I am so grateful for this podcast and for the harm reduction movement in general. I am 40 years old and have lost decades of my life to treatment that I knew was ineffective and violated my basic human and civil rights. This (harm reduction) has always been my home – I just didn’t know it until the last couple of years. And this podcast sounds to me more soothing then classical music, guided meditation or any of the traditional things at one considers soothing. I sometimes use it to fall asleep because I’m hearing words that validate feelings I have had for the entirety of my adult life but never had an outlet that I could express them safely inside of, much less one that actually endorses them and sees them as how we get ourselves out of second class citizenship. The so-called recovery groups that I have been a member of make me feel like I sound like Charlie Brown’s teacher when I bring up subjects like social justice and how people who use substances aren’t even protected under the Americans with disabilities act. I am in the greater Boston area and if I could find a way to connect with the Harm reduction folks in Boston, I would be forever grateful because I feel like even the term ‘harm reduction’ is profane in the settings I have access to and this occurs as I am watching my friends die and become homeless and I don’t feel like we will ever become fully ‘human’ until we dismantle not just stigma but the legal prejudice and discrimination we experience every motherfucking day. I am luckier than most as I have gone to college but it doesn’t ever matter how smart I am how much more knowledgeable I am than those who oppose what I try to bring to light, I never win. And I think it’s because I pose an existential threat to everything that holds them up and is their belief system. I think harm reduction in general does that to all of these traditional recovery people who would have to change fundamentally the way they see the world and themselves if they were to embrace harm reduction as their belief system.

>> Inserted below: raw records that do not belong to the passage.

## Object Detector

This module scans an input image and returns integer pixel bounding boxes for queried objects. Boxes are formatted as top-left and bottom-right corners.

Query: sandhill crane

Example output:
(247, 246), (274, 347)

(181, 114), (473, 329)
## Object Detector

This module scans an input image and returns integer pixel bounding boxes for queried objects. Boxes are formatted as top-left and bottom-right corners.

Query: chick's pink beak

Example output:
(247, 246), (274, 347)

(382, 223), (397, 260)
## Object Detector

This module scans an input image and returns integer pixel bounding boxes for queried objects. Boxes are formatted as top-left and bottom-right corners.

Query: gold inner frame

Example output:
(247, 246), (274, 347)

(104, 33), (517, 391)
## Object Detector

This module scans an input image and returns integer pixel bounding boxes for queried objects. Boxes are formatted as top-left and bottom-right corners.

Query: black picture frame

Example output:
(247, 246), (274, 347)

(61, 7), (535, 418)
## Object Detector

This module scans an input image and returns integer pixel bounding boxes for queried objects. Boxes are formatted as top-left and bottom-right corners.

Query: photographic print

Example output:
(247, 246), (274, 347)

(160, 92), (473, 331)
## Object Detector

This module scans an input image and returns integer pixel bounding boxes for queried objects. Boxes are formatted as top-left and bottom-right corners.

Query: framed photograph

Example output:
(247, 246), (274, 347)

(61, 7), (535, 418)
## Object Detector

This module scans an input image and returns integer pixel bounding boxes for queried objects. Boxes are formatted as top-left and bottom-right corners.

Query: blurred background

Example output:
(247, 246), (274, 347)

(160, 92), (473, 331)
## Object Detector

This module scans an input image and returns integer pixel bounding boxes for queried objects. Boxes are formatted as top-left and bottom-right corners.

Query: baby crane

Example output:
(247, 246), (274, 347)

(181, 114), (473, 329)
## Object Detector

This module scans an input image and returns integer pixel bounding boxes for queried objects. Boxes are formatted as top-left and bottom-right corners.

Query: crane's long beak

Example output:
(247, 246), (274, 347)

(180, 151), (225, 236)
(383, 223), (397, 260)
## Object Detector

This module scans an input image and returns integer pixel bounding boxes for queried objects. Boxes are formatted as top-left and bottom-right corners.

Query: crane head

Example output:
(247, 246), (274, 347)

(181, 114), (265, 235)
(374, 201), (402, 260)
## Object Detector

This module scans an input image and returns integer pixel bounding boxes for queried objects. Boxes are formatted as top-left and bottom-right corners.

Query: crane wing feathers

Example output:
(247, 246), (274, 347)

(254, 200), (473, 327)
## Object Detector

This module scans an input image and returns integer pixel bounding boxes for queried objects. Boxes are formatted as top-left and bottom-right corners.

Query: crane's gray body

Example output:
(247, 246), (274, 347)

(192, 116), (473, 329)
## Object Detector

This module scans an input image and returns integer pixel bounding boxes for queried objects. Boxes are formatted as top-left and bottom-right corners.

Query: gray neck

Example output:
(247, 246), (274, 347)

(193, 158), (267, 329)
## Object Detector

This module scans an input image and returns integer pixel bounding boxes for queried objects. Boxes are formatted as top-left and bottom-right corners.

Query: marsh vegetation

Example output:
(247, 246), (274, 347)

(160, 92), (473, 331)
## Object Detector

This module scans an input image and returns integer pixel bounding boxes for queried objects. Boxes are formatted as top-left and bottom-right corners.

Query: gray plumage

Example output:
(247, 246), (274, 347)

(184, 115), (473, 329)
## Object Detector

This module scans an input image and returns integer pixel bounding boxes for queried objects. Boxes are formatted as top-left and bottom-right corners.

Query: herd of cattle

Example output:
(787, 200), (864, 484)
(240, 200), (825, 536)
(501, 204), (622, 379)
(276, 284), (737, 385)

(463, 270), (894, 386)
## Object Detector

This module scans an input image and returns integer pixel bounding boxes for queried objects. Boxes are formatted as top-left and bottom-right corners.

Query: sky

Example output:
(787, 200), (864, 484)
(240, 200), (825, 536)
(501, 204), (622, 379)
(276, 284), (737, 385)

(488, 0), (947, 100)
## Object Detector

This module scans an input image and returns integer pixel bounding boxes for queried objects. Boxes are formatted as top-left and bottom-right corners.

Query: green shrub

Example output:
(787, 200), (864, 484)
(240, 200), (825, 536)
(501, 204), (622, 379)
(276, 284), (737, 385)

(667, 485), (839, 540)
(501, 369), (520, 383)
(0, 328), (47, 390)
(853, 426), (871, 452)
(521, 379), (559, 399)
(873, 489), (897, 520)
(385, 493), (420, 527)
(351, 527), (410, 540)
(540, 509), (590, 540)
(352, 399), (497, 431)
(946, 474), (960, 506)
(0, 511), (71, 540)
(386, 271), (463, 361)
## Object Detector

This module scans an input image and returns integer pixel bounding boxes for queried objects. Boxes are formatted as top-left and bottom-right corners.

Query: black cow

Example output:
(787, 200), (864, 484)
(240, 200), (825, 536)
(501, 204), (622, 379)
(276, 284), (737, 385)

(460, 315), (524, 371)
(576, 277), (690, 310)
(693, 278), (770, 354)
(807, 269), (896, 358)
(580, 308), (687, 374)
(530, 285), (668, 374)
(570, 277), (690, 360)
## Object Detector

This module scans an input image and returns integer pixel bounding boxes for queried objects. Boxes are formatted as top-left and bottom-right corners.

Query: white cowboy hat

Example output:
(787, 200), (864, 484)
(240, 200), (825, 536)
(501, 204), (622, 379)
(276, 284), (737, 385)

I feel like I could go on forever because it’s been pent-up inside of me all of these years – just how fucked up the way people view ‘addiction’ and the people who are affected by it. My own family have been the worst and it one point wanted to send me to a “Christian rehab“ in which they deal with evil spirits-they wanted to have me exorcised. I left the church at 19 on purpose because nothing about the Christians I knew had anything to do with living like Christ. And when I went to my first meeting as an adult of Alcoholics Anonymous, I saw the Judeo Christian parallels in 2.3 seconds. Give me a break ‘it’s not a religious program’…
That’s enough for me tonight. I hope to find it among people in this movement especially after this pandemic is under better wraps or done with completely. This podcast is a lullaby to me and thank you from the bottom of my hard for what you do.
And fuck Joe Arpio – not to mention his mentor/hero and the demon that gave him birth – Harry Anslinger …
PS – i’m sorry my remarks one more specific to the subject of the podcast itself tonight. I just had to let this out and to say thank you to all of the amazing beautiful wonderful people who have been my teachers although online and not in person you have done more for me then every therapist drug counselor detox or rehab social worker psychiatrist and a member of 12 step group combined. Actually, they hurt me largely. You are setting me free.